> I just feel some of the arguments smell similar to concerns levelled at the earliest compiler developers about the perils of abstraction
Like you, I am a sucker for abstraction (often to my detriment). I just don’t see any resemblance between an LLM layer and abstraction, aside from that they both introduce complexity. I guess that abstraction superficially ”hides” its inner workings but this is a misnomer, it’s never actually hidden, it’s only claimed that you don’t need to look behind the curtain (but you can, and then you can see exactly what’s going on).

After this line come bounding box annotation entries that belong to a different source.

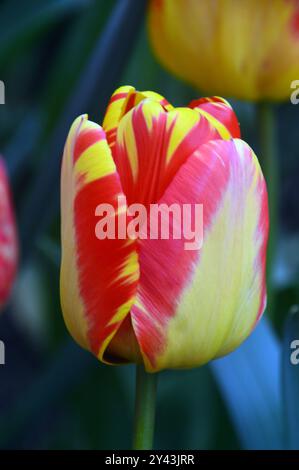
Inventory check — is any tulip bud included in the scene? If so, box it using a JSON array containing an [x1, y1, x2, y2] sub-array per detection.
[[60, 87, 268, 372], [0, 159, 18, 308], [149, 0, 299, 101]]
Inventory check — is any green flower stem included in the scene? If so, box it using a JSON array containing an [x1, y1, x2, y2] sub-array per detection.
[[257, 102, 279, 315], [133, 365, 157, 450]]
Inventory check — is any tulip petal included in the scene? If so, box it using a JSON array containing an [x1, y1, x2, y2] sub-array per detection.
[[113, 98, 219, 205], [189, 96, 241, 140], [131, 139, 268, 371], [61, 115, 139, 360], [0, 159, 18, 307], [103, 86, 172, 148]]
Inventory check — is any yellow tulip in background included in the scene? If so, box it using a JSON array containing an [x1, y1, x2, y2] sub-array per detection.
[[149, 0, 299, 101]]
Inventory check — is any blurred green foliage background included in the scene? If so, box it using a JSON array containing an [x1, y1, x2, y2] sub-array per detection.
[[0, 0, 299, 449]]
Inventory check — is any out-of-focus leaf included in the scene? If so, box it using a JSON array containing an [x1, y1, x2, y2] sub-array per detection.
[[0, 0, 92, 66], [211, 319, 283, 449], [0, 339, 98, 449], [282, 306, 299, 450], [20, 0, 146, 256], [41, 0, 114, 140], [4, 110, 40, 181]]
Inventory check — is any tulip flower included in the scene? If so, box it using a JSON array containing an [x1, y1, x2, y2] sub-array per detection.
[[60, 83, 268, 372], [149, 0, 299, 101], [0, 158, 18, 308]]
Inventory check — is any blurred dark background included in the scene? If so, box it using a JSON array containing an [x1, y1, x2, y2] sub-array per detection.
[[0, 0, 299, 449]]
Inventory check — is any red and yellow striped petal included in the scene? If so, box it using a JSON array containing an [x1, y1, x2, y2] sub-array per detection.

> I'm optimistic this problem will be resolved in the mid-term
Which one? Stability? Assume you can get open source models running locally and with no floating point non-determinism. Now you have some narrow sense local stability, yes. For exactly the same version of the LLM compiler and same input (all prompt history), you can reproduce the result. But this is not enough. If you roll a new version of the compiler (meaning new training data or algorithm), all previous responses are invalidated. So how would you maintain backwards compatibility?
With abstractions OTOH (like say C++), you don’t check in the generated assembly or binary. It’s enough to check in the C++ code, the rest is derived directly. When C++ releases their new foot-machinegun feature, you simply update your compiler and your old code works.
My point is that LLMs are not engineering products. They are closer to organic in the sense they act in the moment, and by necessity they are non-stable with respect to small variations in input and training. I heard this good quote from this researcher at anthropic who claimed we don't program the (neural) networks, we ”grow” them.